Mendungnya cuaca Bandung akhir-akhir ini membuat kegiatan menulis di Senemu terasa hangat. Pertemuan pertama minggu lalu, kami menghabiskan banyak waktu dengan berbincang. Melepas kangen setelah 2 tahun lebih tidak bertemu. Minggu ini hangatnya bertambah dengan kehadiran Pongpong dan Malik yang lucu. Sambil main, kami membicarakan demo 411 yang sedang ramai dimana-mana. Masing-masing punya pendapat dan teori seru tentang demo kemarin. Dari teori-teori inilah akhirnya diputuskan tema menulis sore itu: identitas.

Foto oleh Fadil M.

Cerita pertama dibacakan oleh Azisa, tentang seorang jomblo yang menciptakan sosok kekasih ideal untuknya sendiri. Sosok ini begitu nyata sampai teman-temannya percaya bahwa ia tak lagi jomblo. Namun di akhir cerita, Azisa menyelipkan twist tak terduga yang menggelitik kami untuk membahas berbagai kemungkinan sekuel cerita tersebut.

Disusul oleh cerita Fadil tentang seorang pemuda yang tergeletak di tengah jalan setelah dipukuli oleh kelompok anti etnis Tionghoa. Di akhir cerita, Fadil memaparkan bahwa pemuda tersebut sebenarnya seorang muslim dengan nama berbau Arab lewat KTP yang terjatuh di sampingnya.

Berikutnya giliran Prima yang menceritakan tentang kehidupan sehari-hari seorang mahasiswi dari mulai kegiatan di kampus sampai pulang ke tempat tinggalnya. Mendengar cerita Prima seperti mengenal dekat sosok mahasiswi yang ia ceritakan.
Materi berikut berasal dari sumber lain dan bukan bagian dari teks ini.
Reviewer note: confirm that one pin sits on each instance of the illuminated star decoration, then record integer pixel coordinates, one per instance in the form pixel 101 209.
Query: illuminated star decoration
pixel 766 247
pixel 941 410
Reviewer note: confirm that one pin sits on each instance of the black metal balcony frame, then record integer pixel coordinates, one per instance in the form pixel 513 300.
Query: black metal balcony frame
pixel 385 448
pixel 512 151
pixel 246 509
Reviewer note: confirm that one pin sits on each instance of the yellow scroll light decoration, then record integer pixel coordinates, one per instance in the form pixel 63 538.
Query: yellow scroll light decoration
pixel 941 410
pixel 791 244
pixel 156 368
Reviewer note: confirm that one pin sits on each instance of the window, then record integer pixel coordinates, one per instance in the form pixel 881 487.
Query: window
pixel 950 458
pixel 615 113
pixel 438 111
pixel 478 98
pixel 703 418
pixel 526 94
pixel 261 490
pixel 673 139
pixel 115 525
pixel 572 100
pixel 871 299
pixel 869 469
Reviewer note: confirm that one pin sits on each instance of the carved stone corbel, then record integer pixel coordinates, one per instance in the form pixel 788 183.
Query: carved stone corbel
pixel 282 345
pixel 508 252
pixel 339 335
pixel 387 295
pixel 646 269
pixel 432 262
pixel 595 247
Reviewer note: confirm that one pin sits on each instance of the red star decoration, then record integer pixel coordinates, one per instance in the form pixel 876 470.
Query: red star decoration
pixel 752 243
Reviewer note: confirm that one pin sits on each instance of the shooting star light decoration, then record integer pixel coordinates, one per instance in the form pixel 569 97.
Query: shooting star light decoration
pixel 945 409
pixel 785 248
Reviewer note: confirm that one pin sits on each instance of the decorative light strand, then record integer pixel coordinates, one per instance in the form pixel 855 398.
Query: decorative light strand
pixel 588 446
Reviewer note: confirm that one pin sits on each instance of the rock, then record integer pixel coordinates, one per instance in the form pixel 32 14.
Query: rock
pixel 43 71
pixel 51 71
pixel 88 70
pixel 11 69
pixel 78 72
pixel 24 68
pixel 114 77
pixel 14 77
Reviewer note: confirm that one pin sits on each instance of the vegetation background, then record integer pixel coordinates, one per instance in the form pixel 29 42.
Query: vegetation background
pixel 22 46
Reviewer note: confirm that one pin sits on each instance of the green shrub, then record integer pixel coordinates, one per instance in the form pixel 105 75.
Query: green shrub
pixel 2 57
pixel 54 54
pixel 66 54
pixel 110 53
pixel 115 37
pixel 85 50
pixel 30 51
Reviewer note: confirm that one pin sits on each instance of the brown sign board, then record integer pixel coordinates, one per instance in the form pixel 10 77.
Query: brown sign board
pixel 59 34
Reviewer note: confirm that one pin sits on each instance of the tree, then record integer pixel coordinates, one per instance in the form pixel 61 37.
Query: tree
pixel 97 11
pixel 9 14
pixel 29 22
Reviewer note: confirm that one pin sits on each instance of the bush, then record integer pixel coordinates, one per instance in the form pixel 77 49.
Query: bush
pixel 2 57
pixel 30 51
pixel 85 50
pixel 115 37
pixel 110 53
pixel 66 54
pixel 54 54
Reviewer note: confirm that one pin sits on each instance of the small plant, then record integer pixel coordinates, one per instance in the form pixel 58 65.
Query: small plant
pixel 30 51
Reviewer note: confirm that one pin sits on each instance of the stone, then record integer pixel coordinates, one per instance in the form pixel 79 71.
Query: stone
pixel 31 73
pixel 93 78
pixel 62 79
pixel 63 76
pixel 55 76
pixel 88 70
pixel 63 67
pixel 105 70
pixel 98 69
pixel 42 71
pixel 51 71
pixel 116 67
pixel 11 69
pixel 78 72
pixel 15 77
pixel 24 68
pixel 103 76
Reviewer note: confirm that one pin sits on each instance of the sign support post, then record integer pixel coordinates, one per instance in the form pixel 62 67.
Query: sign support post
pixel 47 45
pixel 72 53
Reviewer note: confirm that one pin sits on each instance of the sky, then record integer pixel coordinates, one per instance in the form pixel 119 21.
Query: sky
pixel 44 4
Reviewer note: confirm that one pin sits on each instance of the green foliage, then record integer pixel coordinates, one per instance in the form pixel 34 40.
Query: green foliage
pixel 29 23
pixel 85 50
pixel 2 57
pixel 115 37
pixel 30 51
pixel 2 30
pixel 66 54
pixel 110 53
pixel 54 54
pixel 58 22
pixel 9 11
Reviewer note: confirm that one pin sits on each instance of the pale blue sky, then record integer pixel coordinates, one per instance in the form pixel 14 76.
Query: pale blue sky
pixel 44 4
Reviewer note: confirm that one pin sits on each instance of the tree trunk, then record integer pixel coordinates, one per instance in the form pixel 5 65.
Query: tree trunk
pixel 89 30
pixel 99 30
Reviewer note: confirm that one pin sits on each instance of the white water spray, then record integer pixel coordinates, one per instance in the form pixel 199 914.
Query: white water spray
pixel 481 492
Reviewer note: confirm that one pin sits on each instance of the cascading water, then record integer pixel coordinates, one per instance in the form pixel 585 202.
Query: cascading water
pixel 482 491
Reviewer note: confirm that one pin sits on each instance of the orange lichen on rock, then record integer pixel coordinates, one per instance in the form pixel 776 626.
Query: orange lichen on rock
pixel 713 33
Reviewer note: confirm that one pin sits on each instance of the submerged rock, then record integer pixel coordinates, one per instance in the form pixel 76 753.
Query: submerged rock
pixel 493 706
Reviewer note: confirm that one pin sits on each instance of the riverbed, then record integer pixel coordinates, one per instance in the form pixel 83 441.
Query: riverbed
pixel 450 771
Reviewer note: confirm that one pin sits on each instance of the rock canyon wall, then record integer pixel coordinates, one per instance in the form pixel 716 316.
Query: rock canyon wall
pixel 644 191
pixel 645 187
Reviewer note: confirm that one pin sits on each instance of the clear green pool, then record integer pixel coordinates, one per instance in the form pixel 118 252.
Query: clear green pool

Selanjutnya giliran Sapta membacakan identitas yang ia tulis. Minggu ini ia menceritakan tentang sosok tak kasat mata yang senantiasa memperhatikan manusia dari atas. Suatu ketika ada anak kecil yang menyadari sosoknya kemudian bertanya tentang banyak hal. Di akhir cerita, Sapta mengisyaratkan identitas sosok tersebut.

Identitas yang diangkat oleh Zora adalah tentang sosok misterius. Sosok ini diceritakan sering menghubungi sang tokoh melalui email seolah-olah selalu memperhatikan dan mengagumi sang tokoh. Di akhir cerita, Zora membiarkan kami menebak-nebak siapa sosok misterius tersebut. Kami bercanda bahwa cerita Zora kalau digabung dengan cerita Azisa bisa jadi kisah misteri yang lengkap.
Setelah Zora, giliran Anggi membacakan ceritanya. Terinspirasi dari perjalanan ke Senemu, Anggi menggambarkan tokoh yang sekilas nampak glamor dengan lipstik merah membabi-buta yang ia kenakan. Namun di balik penampilan tersebut, sang tokoh menyimpan identitas lain yang ia keluarkan saat berbicara dengan anaknya di telepon.

Saya kebagian menutup pertemuan Sabtu ini dengan identitas terakhir. Identitas yang saya tulis adalah tentang sebuah rumah berwarna abu kusam.  Ia tinggal di lingkungan yang semua rumahnya berwarna-warni. Awalnya ia ingin berwarna ceria seperti tetangganya, namun pertemuannya dengan pria tua yang menempati dirinya, membuat ia menyukai warna abu kusam miliknya.

Ternyata dari obrolan singkat tentang identitas bisa muncul banyak cerita menarik. Tiap orang melihat identitas dari sudut pandang berbeda. Setelah dikembangkan jadi cerita, ternyata identitas cakupannya luas sekali. Sayang saya harus pamit duluan, terbayang serunya menyambung obrolan ditengahi hujan gerimis dan secangkir kopi panas di ketinggian Dago.